We’ve seen a couple of interesting cases lately involving global mass tort settlements and subsequent plaintiffs’ attempts to avoid them. A few days ago we read Juris v. Inamed Corp., ___ F.3d ___, 2012 WL 2681445 (11th Cir. July 6, 2012) (slip op. here), where a plaintiff tried to get around the breast implant class action settlement. Before that we took a look at In re Vioxx Products Liability Litigation (Plubell), ___ F. Supp.2d ___, 2012 WL 1397633 (E.D. La. April 23, 2012), where later plaintiffs sought to bring claims that were redundant of those settled by entities as part of the Vioxx non-class-action settlement.
Now we admit that we have qualms about some settlement-related mechanisms as they relate to mass torts. We’ve sometimes found ourselves (and our clients) left a bit bloody from some of the cut corners. And we also have a sense that, if some of these settlement mechanisms were not available (we still hate cy pres), some mass torts wouldn’t be brought in the first place. But be that as it may … once a mass tort is settled, we have no problem whatever with the proposition that settled claims shouldn’t be resurrected. That’s what the courts prevented in both Juris (great plaintiff’s name, by the way) and Plubell.

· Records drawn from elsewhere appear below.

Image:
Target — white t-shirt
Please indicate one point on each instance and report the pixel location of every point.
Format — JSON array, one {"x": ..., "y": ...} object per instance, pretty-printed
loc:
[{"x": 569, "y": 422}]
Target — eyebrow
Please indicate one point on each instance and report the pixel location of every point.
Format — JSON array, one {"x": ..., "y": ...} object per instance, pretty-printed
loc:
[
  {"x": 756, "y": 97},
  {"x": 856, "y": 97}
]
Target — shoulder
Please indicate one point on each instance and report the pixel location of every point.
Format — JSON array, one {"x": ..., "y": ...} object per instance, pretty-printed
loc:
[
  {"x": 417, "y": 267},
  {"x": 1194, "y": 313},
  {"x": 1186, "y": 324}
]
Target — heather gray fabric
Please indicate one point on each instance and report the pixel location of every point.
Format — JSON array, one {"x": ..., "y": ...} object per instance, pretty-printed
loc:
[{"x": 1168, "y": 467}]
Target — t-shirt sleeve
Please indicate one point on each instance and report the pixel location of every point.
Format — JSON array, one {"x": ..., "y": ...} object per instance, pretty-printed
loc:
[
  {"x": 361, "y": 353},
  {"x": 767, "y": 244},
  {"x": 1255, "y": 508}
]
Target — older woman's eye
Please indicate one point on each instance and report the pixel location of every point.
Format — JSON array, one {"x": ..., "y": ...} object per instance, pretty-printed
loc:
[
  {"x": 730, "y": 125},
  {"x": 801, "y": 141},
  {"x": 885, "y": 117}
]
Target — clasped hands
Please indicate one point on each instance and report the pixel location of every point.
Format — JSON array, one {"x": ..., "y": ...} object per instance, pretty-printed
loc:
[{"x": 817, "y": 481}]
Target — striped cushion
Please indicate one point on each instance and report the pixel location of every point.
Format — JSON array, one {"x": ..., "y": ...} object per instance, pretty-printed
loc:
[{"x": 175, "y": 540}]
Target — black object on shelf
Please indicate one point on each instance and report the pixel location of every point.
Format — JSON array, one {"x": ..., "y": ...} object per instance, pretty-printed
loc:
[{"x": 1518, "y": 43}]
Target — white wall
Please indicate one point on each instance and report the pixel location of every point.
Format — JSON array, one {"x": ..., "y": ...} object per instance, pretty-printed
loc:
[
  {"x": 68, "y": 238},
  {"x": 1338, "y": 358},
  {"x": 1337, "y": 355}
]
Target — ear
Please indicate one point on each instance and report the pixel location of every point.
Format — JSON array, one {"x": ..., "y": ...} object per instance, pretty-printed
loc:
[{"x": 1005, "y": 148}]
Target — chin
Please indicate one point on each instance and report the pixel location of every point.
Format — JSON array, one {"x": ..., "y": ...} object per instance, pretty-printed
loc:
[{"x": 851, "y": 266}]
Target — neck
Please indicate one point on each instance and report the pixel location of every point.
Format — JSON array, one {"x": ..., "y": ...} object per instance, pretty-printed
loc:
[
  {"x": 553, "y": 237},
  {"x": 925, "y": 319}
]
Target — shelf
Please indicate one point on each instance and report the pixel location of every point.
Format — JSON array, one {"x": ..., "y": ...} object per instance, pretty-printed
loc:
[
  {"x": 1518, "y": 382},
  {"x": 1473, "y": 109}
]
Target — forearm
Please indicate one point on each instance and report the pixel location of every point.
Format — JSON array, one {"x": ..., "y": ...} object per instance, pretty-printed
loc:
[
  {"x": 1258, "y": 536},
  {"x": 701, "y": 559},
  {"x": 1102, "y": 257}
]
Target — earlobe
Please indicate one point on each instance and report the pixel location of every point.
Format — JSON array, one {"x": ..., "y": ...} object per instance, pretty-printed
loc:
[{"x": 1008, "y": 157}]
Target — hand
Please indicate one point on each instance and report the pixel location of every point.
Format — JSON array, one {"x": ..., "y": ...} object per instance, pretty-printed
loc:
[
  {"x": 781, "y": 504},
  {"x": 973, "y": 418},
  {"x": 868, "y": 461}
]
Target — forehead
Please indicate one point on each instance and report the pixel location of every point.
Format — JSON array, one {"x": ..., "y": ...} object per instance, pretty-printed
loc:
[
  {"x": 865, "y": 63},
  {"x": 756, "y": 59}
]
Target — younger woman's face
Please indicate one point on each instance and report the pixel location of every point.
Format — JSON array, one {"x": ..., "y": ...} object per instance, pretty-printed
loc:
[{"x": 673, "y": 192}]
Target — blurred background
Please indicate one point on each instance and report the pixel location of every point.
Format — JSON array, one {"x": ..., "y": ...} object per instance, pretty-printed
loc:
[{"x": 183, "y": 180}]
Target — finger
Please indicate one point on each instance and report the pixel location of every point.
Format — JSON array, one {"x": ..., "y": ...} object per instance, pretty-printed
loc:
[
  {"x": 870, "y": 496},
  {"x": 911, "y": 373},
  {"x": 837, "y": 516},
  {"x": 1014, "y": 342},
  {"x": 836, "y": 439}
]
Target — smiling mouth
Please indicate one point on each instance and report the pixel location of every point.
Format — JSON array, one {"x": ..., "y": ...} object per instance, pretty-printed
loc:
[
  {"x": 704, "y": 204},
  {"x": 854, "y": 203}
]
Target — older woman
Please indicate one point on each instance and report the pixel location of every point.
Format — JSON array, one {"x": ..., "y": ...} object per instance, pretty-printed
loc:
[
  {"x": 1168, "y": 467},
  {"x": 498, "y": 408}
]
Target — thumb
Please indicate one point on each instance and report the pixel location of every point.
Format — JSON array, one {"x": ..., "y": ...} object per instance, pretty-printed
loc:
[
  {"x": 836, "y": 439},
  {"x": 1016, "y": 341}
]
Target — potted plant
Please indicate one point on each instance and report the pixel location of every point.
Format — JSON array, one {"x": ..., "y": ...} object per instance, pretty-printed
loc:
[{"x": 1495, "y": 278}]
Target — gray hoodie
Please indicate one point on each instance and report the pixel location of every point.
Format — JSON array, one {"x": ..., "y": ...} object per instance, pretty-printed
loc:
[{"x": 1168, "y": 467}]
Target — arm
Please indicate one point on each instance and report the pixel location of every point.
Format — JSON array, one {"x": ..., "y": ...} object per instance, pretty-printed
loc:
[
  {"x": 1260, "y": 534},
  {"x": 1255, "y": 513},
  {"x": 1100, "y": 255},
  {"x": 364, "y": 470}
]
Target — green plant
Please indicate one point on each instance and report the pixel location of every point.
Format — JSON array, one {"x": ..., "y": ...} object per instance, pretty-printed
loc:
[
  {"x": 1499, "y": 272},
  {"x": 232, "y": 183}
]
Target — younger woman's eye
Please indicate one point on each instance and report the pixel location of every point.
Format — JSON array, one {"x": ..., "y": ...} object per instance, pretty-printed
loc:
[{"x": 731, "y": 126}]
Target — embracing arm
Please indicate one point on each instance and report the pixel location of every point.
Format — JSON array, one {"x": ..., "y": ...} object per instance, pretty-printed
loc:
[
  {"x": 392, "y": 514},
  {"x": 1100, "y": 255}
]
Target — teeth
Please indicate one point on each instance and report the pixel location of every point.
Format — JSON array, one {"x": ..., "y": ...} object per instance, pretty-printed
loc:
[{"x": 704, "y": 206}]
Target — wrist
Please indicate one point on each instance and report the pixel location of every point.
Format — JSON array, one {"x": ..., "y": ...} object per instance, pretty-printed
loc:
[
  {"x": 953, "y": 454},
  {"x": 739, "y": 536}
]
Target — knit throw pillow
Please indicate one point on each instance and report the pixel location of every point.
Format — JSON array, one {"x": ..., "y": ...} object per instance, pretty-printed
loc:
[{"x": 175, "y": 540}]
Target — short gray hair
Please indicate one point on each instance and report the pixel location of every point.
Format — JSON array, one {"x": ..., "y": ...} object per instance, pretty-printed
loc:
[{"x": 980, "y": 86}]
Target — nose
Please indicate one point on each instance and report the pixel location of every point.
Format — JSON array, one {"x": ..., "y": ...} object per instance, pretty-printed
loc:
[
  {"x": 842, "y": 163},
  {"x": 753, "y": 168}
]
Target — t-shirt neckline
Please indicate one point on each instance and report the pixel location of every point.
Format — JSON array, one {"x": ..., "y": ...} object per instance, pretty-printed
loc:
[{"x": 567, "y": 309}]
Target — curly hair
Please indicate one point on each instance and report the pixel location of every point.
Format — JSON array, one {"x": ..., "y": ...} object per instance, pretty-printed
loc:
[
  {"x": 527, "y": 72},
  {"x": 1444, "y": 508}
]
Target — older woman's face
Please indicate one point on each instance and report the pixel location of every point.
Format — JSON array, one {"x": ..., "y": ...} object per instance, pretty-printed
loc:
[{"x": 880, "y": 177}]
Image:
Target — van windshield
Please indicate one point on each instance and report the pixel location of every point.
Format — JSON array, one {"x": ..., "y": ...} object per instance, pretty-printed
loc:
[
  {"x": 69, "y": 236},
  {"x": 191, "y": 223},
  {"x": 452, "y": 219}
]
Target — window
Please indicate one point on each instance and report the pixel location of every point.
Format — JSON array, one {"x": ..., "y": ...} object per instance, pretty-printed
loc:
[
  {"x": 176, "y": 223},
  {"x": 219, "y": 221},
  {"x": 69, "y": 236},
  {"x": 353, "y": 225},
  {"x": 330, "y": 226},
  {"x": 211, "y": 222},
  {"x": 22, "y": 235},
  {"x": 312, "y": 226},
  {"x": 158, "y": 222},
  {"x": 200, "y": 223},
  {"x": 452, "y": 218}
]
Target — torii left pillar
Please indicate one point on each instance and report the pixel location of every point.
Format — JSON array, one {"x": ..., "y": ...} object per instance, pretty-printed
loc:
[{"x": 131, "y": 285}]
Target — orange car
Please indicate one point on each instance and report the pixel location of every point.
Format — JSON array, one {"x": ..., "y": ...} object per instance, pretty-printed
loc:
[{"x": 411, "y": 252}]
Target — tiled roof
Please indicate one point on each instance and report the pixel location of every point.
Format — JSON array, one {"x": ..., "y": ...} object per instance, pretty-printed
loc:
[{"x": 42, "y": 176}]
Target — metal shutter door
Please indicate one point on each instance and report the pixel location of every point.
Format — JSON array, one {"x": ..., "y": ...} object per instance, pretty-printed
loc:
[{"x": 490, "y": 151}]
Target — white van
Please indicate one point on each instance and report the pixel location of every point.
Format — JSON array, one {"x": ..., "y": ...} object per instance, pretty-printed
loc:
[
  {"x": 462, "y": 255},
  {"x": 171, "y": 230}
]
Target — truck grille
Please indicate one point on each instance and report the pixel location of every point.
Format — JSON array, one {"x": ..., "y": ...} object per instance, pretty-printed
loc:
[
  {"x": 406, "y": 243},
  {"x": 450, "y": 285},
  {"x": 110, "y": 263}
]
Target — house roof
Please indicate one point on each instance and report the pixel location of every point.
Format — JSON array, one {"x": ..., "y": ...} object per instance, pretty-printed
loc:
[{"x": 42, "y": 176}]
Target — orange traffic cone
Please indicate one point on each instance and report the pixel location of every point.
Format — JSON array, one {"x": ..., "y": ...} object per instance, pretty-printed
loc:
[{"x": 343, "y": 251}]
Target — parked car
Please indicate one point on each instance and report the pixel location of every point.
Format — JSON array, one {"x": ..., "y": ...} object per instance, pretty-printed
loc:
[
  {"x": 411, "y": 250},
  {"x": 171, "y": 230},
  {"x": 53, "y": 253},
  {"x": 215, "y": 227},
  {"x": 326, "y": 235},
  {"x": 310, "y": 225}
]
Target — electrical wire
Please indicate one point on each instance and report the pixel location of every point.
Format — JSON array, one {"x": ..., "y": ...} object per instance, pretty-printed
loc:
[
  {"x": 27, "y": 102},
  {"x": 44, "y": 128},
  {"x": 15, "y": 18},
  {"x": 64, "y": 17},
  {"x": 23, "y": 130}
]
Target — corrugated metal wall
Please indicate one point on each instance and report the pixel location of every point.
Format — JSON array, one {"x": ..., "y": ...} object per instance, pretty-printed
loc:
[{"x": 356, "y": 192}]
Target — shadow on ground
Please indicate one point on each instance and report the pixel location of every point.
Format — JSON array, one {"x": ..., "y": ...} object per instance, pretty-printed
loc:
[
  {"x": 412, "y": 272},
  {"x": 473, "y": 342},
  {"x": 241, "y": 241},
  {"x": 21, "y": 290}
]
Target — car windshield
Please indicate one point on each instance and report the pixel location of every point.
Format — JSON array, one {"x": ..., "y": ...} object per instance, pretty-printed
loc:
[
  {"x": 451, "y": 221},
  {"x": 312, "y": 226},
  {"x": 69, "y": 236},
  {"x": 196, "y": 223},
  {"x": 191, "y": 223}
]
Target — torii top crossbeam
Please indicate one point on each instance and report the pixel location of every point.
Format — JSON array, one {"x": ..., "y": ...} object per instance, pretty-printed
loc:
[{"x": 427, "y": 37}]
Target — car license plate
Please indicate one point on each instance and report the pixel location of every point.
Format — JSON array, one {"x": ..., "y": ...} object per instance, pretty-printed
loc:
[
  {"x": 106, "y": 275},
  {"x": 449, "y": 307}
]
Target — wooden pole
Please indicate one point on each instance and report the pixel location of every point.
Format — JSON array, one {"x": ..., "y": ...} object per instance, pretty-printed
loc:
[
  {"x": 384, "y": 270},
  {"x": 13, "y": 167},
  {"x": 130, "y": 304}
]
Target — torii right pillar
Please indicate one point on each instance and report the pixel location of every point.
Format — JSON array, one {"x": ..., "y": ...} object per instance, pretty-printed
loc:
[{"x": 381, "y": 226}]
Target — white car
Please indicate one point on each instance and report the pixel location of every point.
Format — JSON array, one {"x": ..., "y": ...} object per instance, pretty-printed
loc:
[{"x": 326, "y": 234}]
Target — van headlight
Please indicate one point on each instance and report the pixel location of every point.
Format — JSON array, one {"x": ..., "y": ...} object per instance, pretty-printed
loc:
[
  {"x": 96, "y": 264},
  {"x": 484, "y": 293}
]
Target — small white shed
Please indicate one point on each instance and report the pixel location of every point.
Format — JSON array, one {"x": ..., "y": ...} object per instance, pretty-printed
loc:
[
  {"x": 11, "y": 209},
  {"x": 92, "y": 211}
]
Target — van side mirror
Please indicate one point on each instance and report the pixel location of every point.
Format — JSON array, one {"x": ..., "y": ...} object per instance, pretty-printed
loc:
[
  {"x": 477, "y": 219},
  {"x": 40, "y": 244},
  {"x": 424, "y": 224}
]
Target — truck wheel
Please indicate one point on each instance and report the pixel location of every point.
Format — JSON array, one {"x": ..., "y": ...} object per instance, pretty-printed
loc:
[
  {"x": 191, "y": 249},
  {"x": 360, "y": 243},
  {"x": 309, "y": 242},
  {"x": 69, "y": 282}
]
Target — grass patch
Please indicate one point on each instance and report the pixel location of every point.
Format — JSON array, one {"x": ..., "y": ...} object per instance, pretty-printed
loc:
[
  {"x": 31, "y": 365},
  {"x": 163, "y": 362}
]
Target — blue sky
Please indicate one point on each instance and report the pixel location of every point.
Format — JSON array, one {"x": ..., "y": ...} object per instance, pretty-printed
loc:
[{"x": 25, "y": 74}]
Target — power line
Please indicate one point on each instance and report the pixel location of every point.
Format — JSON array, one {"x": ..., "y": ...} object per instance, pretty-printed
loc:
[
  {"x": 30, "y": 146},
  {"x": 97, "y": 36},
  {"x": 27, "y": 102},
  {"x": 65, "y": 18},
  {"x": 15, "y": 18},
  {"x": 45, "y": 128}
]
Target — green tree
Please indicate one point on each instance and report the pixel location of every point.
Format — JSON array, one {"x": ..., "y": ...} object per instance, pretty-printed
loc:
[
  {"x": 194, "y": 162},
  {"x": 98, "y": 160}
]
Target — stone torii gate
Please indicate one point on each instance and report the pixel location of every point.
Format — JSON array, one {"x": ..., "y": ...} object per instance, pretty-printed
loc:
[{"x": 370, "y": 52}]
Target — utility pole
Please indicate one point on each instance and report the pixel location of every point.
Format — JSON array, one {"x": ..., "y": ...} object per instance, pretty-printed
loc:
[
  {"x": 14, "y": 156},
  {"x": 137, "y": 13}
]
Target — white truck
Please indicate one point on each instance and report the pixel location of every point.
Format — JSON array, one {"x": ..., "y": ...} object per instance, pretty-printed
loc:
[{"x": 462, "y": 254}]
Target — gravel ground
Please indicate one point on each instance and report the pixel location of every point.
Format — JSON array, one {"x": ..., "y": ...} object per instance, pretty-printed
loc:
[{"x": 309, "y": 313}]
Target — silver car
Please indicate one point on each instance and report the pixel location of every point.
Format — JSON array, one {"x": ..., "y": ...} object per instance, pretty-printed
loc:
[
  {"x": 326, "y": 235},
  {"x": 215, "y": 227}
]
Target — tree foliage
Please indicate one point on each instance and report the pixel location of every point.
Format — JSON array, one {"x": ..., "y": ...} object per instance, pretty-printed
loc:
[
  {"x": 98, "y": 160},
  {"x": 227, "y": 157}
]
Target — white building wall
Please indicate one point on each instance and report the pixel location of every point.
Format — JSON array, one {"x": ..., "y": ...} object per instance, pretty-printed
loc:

First, Juris. What a blast from the past. It involves breast implants − and that mass tort settled more than a decade ago, back in 1999 when Bone Screw was still hot and heavy. At the time we were afraid we might eventually be faced with something similar. The particular breast implant defendant, Inamed, entered into a mandatory “limited fund” class action settlement in 1998. 2012 WL 2681445, at *3-4. The details aren’t important, except that the class included all possible plaintiffs, both presently injured and those with supposed future risk of injury.
Notice of the mandatory settlement was by direct mail and by publication in various periodicals. The Inamed settlement then went through the standard judicial approval process, including the resolution of the usual sorts of objections commonly made to such settlements. The objectors to the Inamed limited fund breast implant settlement had no greater success than similar objectors (us, well Bexis) to a similar Bone Screw settlement a few years later − the settlement was approved and became final. 2012 WL 2681445, at *5-8.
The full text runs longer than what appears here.